Une renaissance revient donc à trouver ou à retrouver ces traits distinctifs. Pour ça, il nous faut à un moment ou un autre retrouver notre compétence, notre impartialité, notre intégrité, notre loyauté et notre respect.

Si la culture est l'ensemble des connaissances, des savoir-faire, des traditions, des coutumes propres à un groupe humain, à une civilisation, elle se transmet socialement, de génération en génération. Chose qui, en comparant les places Halfaouine et la place réalisée deux siècles plus tard, celle de Bab Souika, indique une régression aux niveaux de la compétence, de l'impartialité, de l'intégrité, de la loyauté et surtout du respect.

La mondialisation est le pastiche

Il faut prendre garde aux illusions et aux biais cognitifs. Je ne crois pas que cette crise accouchera d'un monde nouveau.

« Si le moment extraordinaire (au sens premier) que nous traversons est une crise, ce n'est pas parce que nous avons le choix entre plusieurs mondes possibles. Il n'y aura pas de monde d'après parce qu'il n'y a pas d'autre monde disponible que celui dans lequel nous vivons déjà. Nous avons cessé de croire aux arrière-mondes et à la théologie du salut depuis bien longtemps déjà. Le seul salut auquel il faille travailler est le salut public, le salut de ce monde-ci est le seul que nous ayons en magasin. »

Cette dernière citation [qu'il n'y a pas d'autre monde disponible que celui dans lequel nous vivons déjà] devrait saisir tout le monde et s'acharner à le faire jaillir comme un papillon de son cocon.

Impérialisme et pensée unique

Dans les démocraties actuelles, de plus en plus de citoyens libres se sentent englués, poissés par une sorte de visqueuse doctrine qui, insensiblement, enveloppe tout raisonnement rebelle, l'inhibe, le trouble, le paralyse et finit par l'étouffer. Cette doctrine, c'est la pensée unique, la seule autorisée par une invisible et omniprésente police de l'opinion. En Tunisie, on est peut-être dans l'unique, mais pas dans la pensée. Ceci est d'autant plus grave quand il s'agit de l'architecture et de l'aménagement.
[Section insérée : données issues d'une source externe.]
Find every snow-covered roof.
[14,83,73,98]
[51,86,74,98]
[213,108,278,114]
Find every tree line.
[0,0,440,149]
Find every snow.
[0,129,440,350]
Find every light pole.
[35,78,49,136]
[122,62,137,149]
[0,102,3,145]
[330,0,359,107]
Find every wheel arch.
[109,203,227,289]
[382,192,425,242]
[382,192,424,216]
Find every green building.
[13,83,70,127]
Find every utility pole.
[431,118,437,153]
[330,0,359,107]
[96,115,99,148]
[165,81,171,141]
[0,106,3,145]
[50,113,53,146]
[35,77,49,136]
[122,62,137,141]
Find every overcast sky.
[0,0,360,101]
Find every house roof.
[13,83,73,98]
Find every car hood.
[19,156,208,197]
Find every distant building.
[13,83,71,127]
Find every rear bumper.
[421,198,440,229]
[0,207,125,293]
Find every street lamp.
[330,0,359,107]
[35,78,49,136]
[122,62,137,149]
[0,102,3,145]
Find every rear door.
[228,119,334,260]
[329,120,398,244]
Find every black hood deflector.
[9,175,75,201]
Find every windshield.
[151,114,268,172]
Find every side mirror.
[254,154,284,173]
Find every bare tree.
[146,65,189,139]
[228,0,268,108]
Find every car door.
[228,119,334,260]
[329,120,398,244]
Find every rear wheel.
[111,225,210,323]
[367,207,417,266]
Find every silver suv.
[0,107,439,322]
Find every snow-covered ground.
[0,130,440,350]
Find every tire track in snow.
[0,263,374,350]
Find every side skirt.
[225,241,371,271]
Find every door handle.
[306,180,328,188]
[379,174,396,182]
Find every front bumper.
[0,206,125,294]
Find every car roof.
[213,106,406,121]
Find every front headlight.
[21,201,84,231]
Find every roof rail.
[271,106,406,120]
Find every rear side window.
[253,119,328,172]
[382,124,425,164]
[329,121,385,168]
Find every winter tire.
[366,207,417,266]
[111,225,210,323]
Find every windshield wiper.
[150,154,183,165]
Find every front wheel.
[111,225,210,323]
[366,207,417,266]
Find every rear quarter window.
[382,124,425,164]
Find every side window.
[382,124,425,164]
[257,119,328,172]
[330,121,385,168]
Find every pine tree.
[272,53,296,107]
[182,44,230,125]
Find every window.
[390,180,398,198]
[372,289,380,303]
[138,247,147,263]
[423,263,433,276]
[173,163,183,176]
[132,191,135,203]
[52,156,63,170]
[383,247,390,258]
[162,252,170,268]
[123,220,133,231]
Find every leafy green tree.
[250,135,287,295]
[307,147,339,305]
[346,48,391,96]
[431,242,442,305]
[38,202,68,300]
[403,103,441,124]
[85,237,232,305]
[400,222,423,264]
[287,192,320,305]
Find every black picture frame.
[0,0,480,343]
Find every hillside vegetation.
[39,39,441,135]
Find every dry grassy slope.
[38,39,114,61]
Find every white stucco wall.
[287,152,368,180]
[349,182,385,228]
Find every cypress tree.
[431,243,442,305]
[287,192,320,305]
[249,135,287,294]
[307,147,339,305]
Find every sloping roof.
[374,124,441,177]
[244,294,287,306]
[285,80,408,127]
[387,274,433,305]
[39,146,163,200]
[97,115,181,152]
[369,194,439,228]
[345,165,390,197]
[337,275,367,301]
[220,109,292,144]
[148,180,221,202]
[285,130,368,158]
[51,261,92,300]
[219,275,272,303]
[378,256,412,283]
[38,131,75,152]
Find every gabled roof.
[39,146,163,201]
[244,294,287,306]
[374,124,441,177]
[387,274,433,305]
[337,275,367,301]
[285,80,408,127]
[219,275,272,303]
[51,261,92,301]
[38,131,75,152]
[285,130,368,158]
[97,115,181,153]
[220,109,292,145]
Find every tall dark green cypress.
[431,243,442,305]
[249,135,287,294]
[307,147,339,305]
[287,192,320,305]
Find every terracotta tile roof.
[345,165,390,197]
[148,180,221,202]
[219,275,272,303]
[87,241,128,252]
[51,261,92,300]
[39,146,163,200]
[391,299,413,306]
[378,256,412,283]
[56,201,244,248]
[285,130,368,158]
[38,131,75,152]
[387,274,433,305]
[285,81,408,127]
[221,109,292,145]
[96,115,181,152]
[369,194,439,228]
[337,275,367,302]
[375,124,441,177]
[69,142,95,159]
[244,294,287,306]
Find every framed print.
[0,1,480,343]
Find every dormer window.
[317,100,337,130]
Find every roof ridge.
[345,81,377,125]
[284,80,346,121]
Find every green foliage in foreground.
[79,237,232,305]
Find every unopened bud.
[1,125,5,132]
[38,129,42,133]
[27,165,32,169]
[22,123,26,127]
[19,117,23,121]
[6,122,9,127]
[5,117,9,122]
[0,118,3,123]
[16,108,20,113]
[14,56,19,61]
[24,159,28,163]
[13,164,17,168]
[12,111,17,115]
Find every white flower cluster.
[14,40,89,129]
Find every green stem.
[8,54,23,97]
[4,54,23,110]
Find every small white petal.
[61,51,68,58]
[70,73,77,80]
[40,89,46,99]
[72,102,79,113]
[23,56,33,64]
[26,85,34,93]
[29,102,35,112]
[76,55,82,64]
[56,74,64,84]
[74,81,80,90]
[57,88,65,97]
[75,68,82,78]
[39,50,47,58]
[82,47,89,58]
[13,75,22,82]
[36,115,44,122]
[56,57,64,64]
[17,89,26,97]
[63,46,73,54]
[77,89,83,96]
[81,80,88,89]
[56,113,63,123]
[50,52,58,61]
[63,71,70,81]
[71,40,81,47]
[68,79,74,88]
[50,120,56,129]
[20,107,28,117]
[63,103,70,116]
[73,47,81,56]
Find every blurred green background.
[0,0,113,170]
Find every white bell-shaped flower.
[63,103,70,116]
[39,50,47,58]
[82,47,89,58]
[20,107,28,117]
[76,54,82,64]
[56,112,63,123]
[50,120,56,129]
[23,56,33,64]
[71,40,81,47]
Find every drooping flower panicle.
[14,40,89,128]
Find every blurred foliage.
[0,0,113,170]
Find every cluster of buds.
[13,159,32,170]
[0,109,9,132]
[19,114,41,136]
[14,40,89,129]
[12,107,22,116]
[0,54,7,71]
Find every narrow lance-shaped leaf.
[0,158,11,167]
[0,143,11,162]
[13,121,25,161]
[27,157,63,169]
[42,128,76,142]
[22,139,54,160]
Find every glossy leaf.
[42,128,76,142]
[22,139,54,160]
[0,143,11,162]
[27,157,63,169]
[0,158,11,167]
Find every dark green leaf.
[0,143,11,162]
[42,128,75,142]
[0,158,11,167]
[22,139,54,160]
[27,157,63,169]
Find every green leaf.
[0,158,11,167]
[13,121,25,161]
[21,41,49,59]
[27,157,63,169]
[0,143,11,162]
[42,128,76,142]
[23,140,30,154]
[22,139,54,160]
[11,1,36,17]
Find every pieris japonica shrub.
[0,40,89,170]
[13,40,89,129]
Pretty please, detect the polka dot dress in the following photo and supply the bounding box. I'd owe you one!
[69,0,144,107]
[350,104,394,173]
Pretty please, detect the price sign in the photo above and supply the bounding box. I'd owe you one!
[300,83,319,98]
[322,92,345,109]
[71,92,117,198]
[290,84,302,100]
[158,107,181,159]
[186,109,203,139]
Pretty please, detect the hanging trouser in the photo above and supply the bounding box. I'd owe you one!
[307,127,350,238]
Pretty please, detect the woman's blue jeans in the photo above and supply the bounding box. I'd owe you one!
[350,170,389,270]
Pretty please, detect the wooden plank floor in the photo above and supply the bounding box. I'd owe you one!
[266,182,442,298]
La pensée, quand elle se qualifie d'unique, perd son unicité, perd son originalité. Si l'Unicité est particulière, l'unique est aujourd'hui global. De cette globalisation, la célèbre citation de Hugo perd tout son sens, elle perd l'acteur intelligence comme le passage des Halles vers les Malls.

On parle aujourd'hui du « Mall of Sousse » plus que de son Olivier, non parce qu'il serait à l'unicité d'être, mais parce qu'il est le plus grand de notre Etat.